Ell’ m’a puni de ce culot
En me tenant le bec dans l’eau.
Et j’ai dû pour l’apitoyer
Faire mine de me noyer.

Sie hat mich für diese Dreistigkeit bestraft,
Indem sie mir den Schnabel ins Wasser hielt
(indem sie mich am ausgestreckten Arm verhungern ließ)
Und ich habe, um ihr Mitleid zu gewinnen,
Vortäuschen müssen, dass ich ertrinke.

Obwohl es im folgenden in erster Linie um die Form gehen soll, sei eine inhaltliche Frage vorausgeschickt:

Comme une sœur, tête coupée,
Ell’ ressemblait à sa poupée.
Dans la rivière, elle est venue
Tremper un peu son pied menu. 
In der ersten Strophe interessant ist das »Auftauchen« des abgeschnittenen Kopfes. Ich erinnere nochmals an die Lautlichkeit und Dynamik der Sprache. Der erste Vers Comme une sœur tête coupée... fällt sozusagen aus dem »Nichts« dem Hörer ins Ohr. Die brutale Assoziation des abgetrennten Kopfes klärt sich im gesamten Chanson nicht mehr auf. Auch die zweite Zeile bringt diesbezüglich keine Besserung. Auf jeden Fall ergibt sich eine begriffliche Reihung: Schwester – Kopf (kopflos) – Puppe; inhaltlich spielt Brassens hier mit der Wendung ressembler comme un frère à qqn (jmdm wie ein Bruder ähneln). Von der Interpretation her ist die erste Strophe mit Blick auf die nachfolgenden Strophen relativ eindeutig: Wie man als Kompliment sagt: »Das soll Ihre Tochter sein? Geben Sie zu, das ist Ihre Schwester...« wird hier dieses Bild der Mutter als Schwester der Tochter auf Mädchen als Schwester der Puppe umgemünzt. Der abgetrennte Kopf könnte insofern darauf schließen lassen, dass die Puppe »ausgedient« hat (hier wäre ein Rückgriff auf die deutsche nicht ganz eindeutige Formulierung ähnlich bis auf den Kopf möglich). Sprachlich gesehen, könnte hier die Wendung donner sa tête à couper (si...) im Hintergrund stehen, also: ich lass mir den Kopf abschlagen, wenn sie und ihre Puppe nicht wie Schwestern aussehen... allerdings abgewandelt als Rückblick auf das Endergebnis: und den Kopf hatte ich dann tatsächlich eingebüßt...

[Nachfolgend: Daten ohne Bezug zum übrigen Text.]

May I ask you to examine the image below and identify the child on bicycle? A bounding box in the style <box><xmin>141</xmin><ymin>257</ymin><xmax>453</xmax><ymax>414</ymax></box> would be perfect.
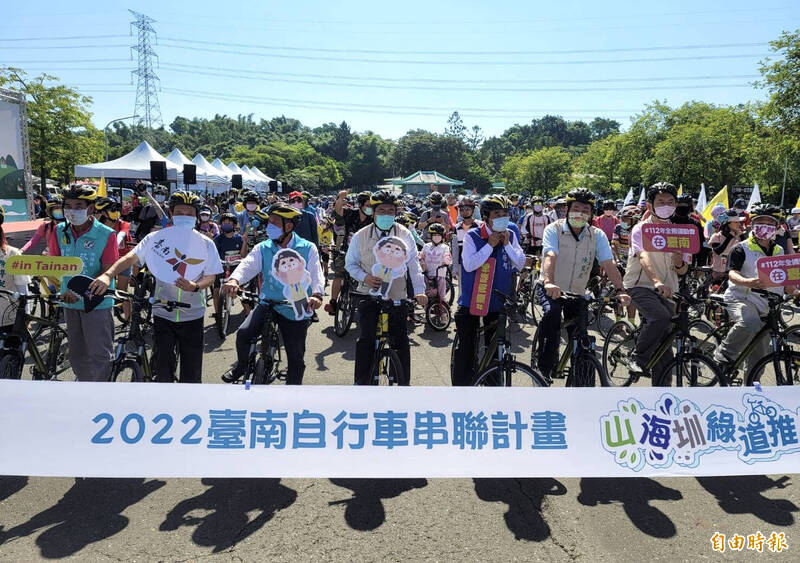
<box><xmin>419</xmin><ymin>223</ymin><xmax>453</xmax><ymax>299</ymax></box>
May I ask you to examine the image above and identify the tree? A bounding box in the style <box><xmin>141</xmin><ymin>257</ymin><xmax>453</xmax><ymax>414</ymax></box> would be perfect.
<box><xmin>444</xmin><ymin>111</ymin><xmax>467</xmax><ymax>141</ymax></box>
<box><xmin>502</xmin><ymin>147</ymin><xmax>572</xmax><ymax>196</ymax></box>
<box><xmin>0</xmin><ymin>68</ymin><xmax>103</xmax><ymax>183</ymax></box>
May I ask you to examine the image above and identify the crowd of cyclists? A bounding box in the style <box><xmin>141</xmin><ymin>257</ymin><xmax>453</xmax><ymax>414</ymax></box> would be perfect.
<box><xmin>0</xmin><ymin>178</ymin><xmax>800</xmax><ymax>386</ymax></box>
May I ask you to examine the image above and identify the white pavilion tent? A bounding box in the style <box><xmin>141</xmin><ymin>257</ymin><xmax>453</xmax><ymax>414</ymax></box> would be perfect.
<box><xmin>75</xmin><ymin>141</ymin><xmax>182</xmax><ymax>182</ymax></box>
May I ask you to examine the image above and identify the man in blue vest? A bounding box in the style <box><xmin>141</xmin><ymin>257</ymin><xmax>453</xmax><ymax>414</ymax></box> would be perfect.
<box><xmin>451</xmin><ymin>195</ymin><xmax>525</xmax><ymax>385</ymax></box>
<box><xmin>48</xmin><ymin>185</ymin><xmax>119</xmax><ymax>381</ymax></box>
<box><xmin>222</xmin><ymin>203</ymin><xmax>325</xmax><ymax>385</ymax></box>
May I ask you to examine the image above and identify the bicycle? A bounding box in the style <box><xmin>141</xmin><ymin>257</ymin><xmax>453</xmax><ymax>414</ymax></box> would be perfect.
<box><xmin>359</xmin><ymin>294</ymin><xmax>416</xmax><ymax>385</ymax></box>
<box><xmin>333</xmin><ymin>271</ymin><xmax>356</xmax><ymax>337</ymax></box>
<box><xmin>450</xmin><ymin>289</ymin><xmax>547</xmax><ymax>387</ymax></box>
<box><xmin>223</xmin><ymin>289</ymin><xmax>289</xmax><ymax>385</ymax></box>
<box><xmin>0</xmin><ymin>288</ymin><xmax>70</xmax><ymax>380</ymax></box>
<box><xmin>215</xmin><ymin>251</ymin><xmax>242</xmax><ymax>340</ymax></box>
<box><xmin>106</xmin><ymin>289</ymin><xmax>191</xmax><ymax>383</ymax></box>
<box><xmin>531</xmin><ymin>291</ymin><xmax>619</xmax><ymax>387</ymax></box>
<box><xmin>703</xmin><ymin>289</ymin><xmax>800</xmax><ymax>387</ymax></box>
<box><xmin>603</xmin><ymin>290</ymin><xmax>719</xmax><ymax>387</ymax></box>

Wie dem auch sei, als Übersetzer wollen wir uns hier nicht festlegen, um nicht unsere Interpretation in den Vordergrund zu rücken. Behalten wir also den tête coupée im Hinterkopf. Gehen wir erst einmal wieder weg vom Direkt-Inhaltlichen hin zur Form. Metrik und Reim sollen dabei als »übliche« Formelemente weniger interessieren, sondern die für dieses Chanson wesentlichen Formquellen:

Comme une sœur, tête coupée,
Ell’ ressemblait à sa poupée.
Dans la rivière, elle est venue
Tremper un peu son pied menu.

Par une ruseà ma façon,
Je fais semblant d’être un poisson.
Je me déguise en cachalot
Et je me couche au fond de l’eau.

J’ai le bonheur, grâce à ce biais,
De lui croquerun bout de pied.
Jamais requin n’a, j’en réponds,
Jamais rien goûté d’aussi bon.

Ell’ m’a puni de ce culot
En me tenant le bec dans l’eau.
Et j’ai dû pour l’apitoyer
Faire mine de me noyer.

SPRACHSTRUKTURELLE ANSPIELUNG:
Die erste Strophe endet mit einem pied menu. Das mag in erster Linie sicher als schmaler, feiner Fuß aufzufassen sein, aber über die Reihung PIED MENU -- RUSE -- CROQUER UN BOUT DE PIED kommt hintergründig eine Apposition pied-menu ins Spiel, ein Fuß à la Carte, ein – wenn man die Bedeutung und Deutung zusammennimmt: feines Fußmenü bzw. feiner Menüfuß.Und so erlangt das Wort ruse zu Beginn der zweiten Strophe hintergründig eine zutiefst sprachsystematische Bedeutung.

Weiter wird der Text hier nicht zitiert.